"I'm just so heart broken cause you aren't the child I raised anymore." ~ My Mom says through tears and speaking in tongues. (If you grew up Pentecostal like I did, you know what tongues is)
"Your sister and I watched old home movies, and the person I see before me now, is nothing like the girl I raised." She continued to cry. She put her arms around me. My little Momma, she's so pint sized compared to my 5'10", large frame. Her head rests in my bosom, almost like we have reversed roles and now I'm the Mother.
"I did what I had to do to survive." I say as I begin to cry. "I don't know what else to do." I say to her softly.

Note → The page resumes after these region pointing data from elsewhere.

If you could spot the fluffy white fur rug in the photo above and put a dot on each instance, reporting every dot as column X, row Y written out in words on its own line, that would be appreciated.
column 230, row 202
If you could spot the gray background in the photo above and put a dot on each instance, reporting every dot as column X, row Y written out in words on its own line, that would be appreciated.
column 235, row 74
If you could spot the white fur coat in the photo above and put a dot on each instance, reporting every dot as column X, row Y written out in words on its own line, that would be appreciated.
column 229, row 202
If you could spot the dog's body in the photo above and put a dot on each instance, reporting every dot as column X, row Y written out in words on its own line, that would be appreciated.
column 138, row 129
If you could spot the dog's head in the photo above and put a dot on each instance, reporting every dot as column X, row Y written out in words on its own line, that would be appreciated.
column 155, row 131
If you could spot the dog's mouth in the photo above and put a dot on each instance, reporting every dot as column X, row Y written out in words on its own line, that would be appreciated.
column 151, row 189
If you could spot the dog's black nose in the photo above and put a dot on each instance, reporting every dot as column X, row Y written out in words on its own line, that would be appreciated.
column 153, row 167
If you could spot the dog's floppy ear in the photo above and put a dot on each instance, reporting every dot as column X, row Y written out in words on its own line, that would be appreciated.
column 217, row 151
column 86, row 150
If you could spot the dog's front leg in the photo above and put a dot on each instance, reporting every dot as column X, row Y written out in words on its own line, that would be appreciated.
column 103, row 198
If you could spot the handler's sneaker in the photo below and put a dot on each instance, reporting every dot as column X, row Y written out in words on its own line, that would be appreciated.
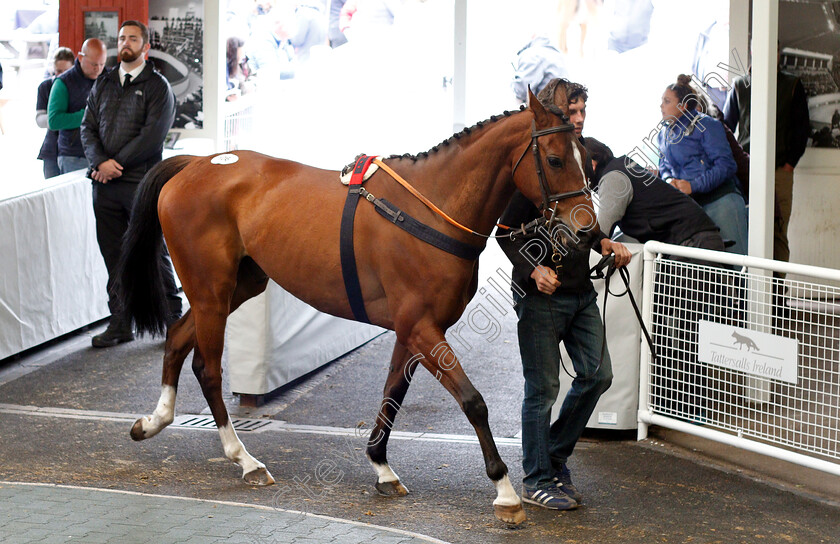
column 563, row 480
column 551, row 497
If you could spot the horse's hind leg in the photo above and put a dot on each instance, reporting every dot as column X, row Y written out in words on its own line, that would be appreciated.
column 399, row 378
column 210, row 307
column 440, row 360
column 180, row 340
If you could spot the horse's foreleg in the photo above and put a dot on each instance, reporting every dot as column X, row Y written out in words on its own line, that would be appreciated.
column 180, row 340
column 399, row 378
column 207, row 366
column 440, row 360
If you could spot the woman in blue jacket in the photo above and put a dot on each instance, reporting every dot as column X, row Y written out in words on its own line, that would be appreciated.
column 696, row 159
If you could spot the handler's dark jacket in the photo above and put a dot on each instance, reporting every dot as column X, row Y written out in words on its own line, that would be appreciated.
column 574, row 275
column 128, row 124
column 657, row 211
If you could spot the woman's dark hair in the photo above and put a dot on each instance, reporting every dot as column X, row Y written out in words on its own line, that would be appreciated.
column 600, row 153
column 685, row 93
column 233, row 45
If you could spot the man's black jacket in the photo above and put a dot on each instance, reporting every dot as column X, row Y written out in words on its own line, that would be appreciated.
column 128, row 124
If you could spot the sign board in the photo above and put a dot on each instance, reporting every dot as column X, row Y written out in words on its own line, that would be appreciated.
column 756, row 353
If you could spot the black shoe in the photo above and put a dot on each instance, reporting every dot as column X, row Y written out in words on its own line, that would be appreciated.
column 112, row 336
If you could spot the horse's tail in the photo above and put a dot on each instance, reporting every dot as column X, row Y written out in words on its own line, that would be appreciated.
column 139, row 287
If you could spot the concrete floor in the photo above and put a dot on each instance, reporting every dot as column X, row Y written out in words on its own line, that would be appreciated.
column 65, row 412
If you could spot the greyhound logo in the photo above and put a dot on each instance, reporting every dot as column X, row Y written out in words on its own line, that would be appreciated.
column 741, row 340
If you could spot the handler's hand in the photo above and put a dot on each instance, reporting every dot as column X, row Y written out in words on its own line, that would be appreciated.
column 546, row 279
column 107, row 171
column 622, row 254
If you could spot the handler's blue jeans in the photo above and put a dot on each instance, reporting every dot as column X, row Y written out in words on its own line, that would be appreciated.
column 544, row 321
column 730, row 214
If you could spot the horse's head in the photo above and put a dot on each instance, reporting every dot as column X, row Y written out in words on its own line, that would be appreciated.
column 554, row 179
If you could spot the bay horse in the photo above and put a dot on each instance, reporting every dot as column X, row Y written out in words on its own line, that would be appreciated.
column 233, row 221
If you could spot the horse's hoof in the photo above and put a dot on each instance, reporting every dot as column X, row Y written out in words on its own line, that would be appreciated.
column 512, row 515
column 259, row 476
column 392, row 489
column 137, row 432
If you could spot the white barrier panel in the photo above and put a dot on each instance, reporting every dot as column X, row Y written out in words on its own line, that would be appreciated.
column 742, row 356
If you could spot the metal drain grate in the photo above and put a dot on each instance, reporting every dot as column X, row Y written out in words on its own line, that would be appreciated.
column 206, row 422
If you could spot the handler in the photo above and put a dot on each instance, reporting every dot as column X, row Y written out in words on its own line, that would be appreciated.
column 559, row 304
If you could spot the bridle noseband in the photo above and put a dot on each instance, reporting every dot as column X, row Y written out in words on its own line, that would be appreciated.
column 548, row 198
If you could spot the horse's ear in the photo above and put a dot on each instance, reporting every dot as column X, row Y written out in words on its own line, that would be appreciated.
column 536, row 106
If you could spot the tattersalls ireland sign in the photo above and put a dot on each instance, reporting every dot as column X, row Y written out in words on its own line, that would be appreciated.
column 757, row 353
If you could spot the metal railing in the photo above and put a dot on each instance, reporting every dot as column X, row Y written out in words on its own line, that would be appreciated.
column 743, row 355
column 239, row 122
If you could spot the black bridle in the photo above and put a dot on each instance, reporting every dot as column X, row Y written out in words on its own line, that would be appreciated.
column 548, row 197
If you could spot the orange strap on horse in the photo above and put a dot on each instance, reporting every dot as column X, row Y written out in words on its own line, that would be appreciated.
column 422, row 198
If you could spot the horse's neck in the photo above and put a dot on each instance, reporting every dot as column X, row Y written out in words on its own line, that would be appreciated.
column 472, row 180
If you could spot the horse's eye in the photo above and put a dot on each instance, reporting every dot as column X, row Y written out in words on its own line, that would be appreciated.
column 555, row 162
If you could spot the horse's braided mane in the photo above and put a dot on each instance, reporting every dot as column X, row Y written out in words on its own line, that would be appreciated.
column 468, row 130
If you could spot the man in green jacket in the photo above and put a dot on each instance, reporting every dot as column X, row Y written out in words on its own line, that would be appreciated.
column 66, row 105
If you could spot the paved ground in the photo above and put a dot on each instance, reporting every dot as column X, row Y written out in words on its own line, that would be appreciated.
column 65, row 413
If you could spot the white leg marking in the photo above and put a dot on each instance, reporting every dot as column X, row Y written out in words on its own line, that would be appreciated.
column 235, row 450
column 163, row 415
column 506, row 496
column 384, row 473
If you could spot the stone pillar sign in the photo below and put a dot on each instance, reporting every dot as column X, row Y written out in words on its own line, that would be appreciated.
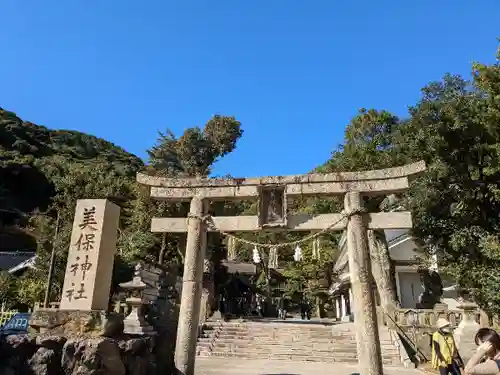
column 91, row 256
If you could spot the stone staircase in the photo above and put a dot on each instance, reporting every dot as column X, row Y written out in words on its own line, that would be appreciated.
column 287, row 340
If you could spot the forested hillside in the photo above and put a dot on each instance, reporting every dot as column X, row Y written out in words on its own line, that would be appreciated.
column 36, row 162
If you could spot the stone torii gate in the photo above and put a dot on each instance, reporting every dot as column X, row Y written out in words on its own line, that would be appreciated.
column 272, row 194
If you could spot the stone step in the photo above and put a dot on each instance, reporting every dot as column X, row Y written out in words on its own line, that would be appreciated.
column 294, row 357
column 308, row 351
column 246, row 340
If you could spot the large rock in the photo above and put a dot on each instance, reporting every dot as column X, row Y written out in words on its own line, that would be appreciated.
column 57, row 355
column 92, row 356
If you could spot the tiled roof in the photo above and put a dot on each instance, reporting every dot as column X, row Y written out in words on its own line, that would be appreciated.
column 9, row 259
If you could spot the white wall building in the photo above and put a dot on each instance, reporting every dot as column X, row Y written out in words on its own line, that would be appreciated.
column 408, row 284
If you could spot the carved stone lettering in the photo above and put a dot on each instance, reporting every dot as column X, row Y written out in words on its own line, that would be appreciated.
column 91, row 254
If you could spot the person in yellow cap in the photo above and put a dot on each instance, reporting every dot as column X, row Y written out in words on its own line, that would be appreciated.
column 445, row 357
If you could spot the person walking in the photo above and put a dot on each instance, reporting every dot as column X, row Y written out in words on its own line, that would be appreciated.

My daughters play loudly while this is going on. Their laughter echos through the house. I'm glad someone has remembered the way to laugh.

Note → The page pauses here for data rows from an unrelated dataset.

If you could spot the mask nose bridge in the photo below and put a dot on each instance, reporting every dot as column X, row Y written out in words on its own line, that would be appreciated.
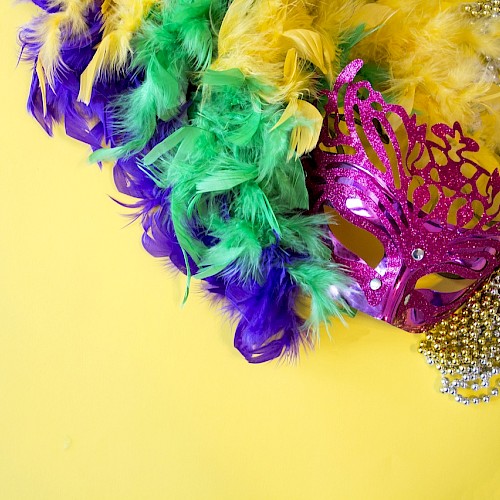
column 399, row 292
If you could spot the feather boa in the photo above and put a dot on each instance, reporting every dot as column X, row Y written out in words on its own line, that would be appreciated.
column 208, row 107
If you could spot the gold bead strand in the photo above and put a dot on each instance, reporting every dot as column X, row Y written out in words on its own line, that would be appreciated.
column 465, row 348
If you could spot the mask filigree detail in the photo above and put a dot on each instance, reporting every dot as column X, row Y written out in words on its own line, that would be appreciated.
column 416, row 189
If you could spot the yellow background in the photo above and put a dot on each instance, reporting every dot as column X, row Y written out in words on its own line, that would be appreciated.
column 110, row 390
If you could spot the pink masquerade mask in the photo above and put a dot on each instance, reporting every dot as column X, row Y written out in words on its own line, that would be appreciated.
column 423, row 198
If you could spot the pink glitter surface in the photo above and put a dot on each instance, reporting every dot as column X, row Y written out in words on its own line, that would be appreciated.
column 417, row 190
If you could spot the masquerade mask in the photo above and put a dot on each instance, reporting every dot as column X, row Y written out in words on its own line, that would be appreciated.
column 418, row 192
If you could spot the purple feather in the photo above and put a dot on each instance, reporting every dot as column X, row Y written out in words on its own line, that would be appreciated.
column 268, row 325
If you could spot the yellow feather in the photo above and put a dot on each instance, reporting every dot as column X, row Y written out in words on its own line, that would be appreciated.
column 435, row 55
column 121, row 19
column 280, row 42
column 70, row 19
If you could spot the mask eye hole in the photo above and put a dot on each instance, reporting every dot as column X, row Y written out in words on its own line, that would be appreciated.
column 359, row 242
column 443, row 282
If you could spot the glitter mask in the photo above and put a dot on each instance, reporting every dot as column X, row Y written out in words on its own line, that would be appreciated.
column 418, row 192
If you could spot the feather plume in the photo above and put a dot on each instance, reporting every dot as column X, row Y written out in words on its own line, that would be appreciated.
column 452, row 87
column 172, row 44
column 121, row 20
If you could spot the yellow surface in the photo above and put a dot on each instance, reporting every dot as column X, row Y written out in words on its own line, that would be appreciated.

My Mom and I drop the subject as quickly as it began. She begins to wash dishes and I run to the hallway to grab the vacuum.

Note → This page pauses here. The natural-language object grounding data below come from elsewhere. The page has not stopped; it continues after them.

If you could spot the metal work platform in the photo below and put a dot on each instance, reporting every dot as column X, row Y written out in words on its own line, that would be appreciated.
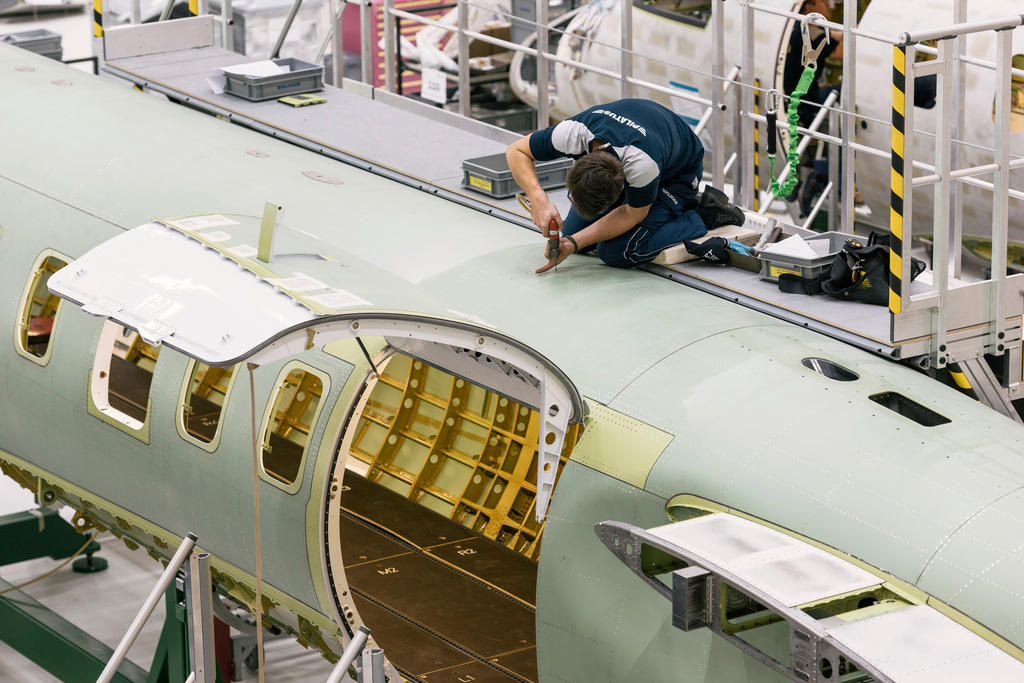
column 938, row 321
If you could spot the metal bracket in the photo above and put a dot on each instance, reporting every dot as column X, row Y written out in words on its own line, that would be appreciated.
column 810, row 54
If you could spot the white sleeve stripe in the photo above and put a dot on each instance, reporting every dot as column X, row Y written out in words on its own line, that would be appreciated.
column 639, row 168
column 571, row 137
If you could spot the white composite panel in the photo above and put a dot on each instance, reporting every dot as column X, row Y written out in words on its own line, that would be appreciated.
column 919, row 645
column 787, row 569
column 177, row 291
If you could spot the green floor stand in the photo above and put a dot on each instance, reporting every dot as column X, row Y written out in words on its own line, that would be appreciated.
column 170, row 662
column 57, row 645
column 42, row 532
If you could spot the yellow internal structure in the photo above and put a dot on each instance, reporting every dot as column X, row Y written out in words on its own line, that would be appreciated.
column 455, row 447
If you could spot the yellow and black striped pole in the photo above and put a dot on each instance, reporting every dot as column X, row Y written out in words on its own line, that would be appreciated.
column 757, row 146
column 896, row 182
column 960, row 377
column 97, row 18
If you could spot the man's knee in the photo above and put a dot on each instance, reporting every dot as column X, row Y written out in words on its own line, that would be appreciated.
column 619, row 257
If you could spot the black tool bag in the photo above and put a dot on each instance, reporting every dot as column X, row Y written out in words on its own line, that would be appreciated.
column 858, row 273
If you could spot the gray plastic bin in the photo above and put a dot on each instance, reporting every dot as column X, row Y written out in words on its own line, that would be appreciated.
column 301, row 77
column 826, row 245
column 40, row 41
column 491, row 175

We went about our day, taking down the inside Christmas decorations, and getting the house clean as Alexandra and I leave for Boston in less than a week. We never spoke of that moment again, and probably never will.
"Mom just feels horrible because your always so down, and depressed and you never get out of it. She watched those home videos with me and your always happy and smiling. She just wants you to be happy. No matter what happens all of us will be together in the end." ~ My sister responds to me as I ask her what happened when they watched the home videos together. "But I smile, and I do stuff. I do." I reply. "But you go from happy to really sad instantly, and it happens often and I think it scares Mom." "I can see that. I don't know what else to do."
I looked at my Mom's face hard today. Really looked. My Mom has always had this round happy face, even in her early 60's she has hardly had any wrinkles. But ever since she became Alexandra's part time caregiver, I have seen an aging. Not because Alexandra is difficult, but because she sees the pain inside this household. She sees what I have been putting up with for years now. And it hurts her. Now I know why she always would ask me in the past "Honey, you have such horrible dark circles under your eyes ~ are you okay?".
I don't know what else to do. I just don't know. I hate that its hurting my Mom. That even my Dad is crying at night because he sees what I have to put up with.
I have to take pills to get through the day. Pills to sleep at night. Because the person I need to hold me up and take care of me, can't. He can't see past his own pain. And it's not pain from the happenings of our daughter, its decades of abuse as a child, its his feeling of indifference, and narcissism that keep him from seeing the real reasons things are happening. It's pridefulness.
I don't know what else to do. I pray. It's all I have left.